Jacques Boissinot Pauline Marois. Jacques Boissinot / La Presse Canadienne

QUÉBEC – La première ministre Pauline Marois a accusé mercredi les libéraux de manipuler l’opinion publique relativement aux fonds régionaux de diversification qui doivent suppléer à la fermeture d’une mine d’amiante et d’une centrale nucléaire.

Mme Marois a soutenu que l’opposition officielle affirme des choses qui ne correspondent pas à la réalité.

«Je suis désolée, désolée, que l’opposition officielle manipule l’opinion publique», a-t-elle dit en Chambre.

Après son élection, le gouvernement a annoncé qu’un fonds de 200 millions $ sera destiné à compenser la fermeture de la centrale nucléaire Gentilly-2 à Bécancour, près de Trois-Rivières, tandis qu’une somme de 50 millions $ sera réservée pour la région d’Asbestos, en raison de la fin des activités de Mine Jeffrey, qui ne reprendra pas l’extraction d’amiante.

Le gouvernement péquiste a de nouveau été interpelé par les libéraux et des dirigeants locaux des deux régions visées par les fermetures, qui se plaignent des fonds de diversification qui seront mis à leur disposition.

Selon eux, il est insensé que la majeure partie de ces fonds soient composés de prêts remboursables.

Le chef libéral intérimaire Jean-Marc Fournier a affirmé que le gouvernement avait rompu une promesse.

«(Mardi), le gouvernement a annoncé qu’il n’y avait pas de fonds de 200 millions, a-t-il dit. Il a dit aux deux régions: allez cogner à la porte d’Investissement Québec qui n’a aucun programme spécifique et pas un sou de plus à investir.»

Mme Marois a répété que les sommes prévues dans les fonds des deux régions serviront à l’octroi de prêts, de participations et même, «à l’occasion», de subventions pour des projets précis.

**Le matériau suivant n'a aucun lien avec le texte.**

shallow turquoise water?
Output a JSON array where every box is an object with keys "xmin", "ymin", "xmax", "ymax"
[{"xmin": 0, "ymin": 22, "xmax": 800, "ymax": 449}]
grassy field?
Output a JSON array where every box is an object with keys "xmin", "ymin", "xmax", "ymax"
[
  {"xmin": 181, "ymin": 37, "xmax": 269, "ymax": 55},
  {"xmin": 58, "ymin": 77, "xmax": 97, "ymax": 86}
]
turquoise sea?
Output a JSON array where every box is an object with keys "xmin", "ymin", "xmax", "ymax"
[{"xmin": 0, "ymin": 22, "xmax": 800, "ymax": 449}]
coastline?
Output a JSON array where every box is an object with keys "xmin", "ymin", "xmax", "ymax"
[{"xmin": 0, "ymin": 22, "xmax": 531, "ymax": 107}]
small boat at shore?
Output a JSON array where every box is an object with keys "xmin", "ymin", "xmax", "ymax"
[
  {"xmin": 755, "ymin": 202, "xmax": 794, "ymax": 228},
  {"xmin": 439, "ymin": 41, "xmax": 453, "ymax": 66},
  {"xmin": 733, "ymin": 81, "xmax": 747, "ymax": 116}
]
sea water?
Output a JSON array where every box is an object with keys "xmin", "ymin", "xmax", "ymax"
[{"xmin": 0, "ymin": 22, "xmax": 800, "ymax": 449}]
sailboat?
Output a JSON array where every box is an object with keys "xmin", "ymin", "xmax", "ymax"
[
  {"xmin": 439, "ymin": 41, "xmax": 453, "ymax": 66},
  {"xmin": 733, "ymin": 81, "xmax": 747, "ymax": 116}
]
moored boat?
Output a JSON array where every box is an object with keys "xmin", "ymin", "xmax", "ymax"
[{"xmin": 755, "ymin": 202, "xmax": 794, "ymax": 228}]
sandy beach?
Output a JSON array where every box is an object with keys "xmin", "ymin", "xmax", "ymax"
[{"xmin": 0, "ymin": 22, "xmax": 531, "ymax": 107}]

L’objectif est d’attirer de nouvelles entreprises ou de faire de la transformation de certains produits, a indiqué la chef péquiste.

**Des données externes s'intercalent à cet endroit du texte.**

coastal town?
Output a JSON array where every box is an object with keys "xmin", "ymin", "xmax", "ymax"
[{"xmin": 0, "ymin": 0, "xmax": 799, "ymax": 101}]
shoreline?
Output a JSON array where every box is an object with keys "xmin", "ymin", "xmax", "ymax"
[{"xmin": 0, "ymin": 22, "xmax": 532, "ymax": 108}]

«Ce que nous avons annoncé, c’est la disponibilité d’un fonds de 200 millions $ pour la région Centre-du-Québec et en partie Mauricie et, de même que dans le cas de la mine Jeffrey, nous avons réservé une somme de 50 millions $, prise à même les fonds que nous avons au gouvernement, pour permettre de diversifier l’économie de la région», a-t-elle dit.

La ministre de la Politique industrielle, Élaine Zakaïb, a répété que des représentants régionaux auront la gestion des fonds, qui seront plus accessibles que le capital habituel.

«Ce n’est pas des prêts comme les banques le font, a-t-elle dit. C’est du capital patient qui est mis au service des entreprises. Mais, quand l’entreprise a réalisé son projet et qu’elle a créé de la richesse, elle rembourse alors les sommes que le gouvernement lui a prêtées.»

La députée libérale de Trois-Rivières, Danielle St-Amand, a cependant soutenu que Mme Zakaïb faisait preuve de «condescendance» envers les acteurs régionaux en tentant de maquiller une «promesse brisée».

«Je peux vous assurer que les gens de chez nous, ils comprennent, a-t-elle dit. Ils comprennent bien qu’elle n’a rien annoncé.»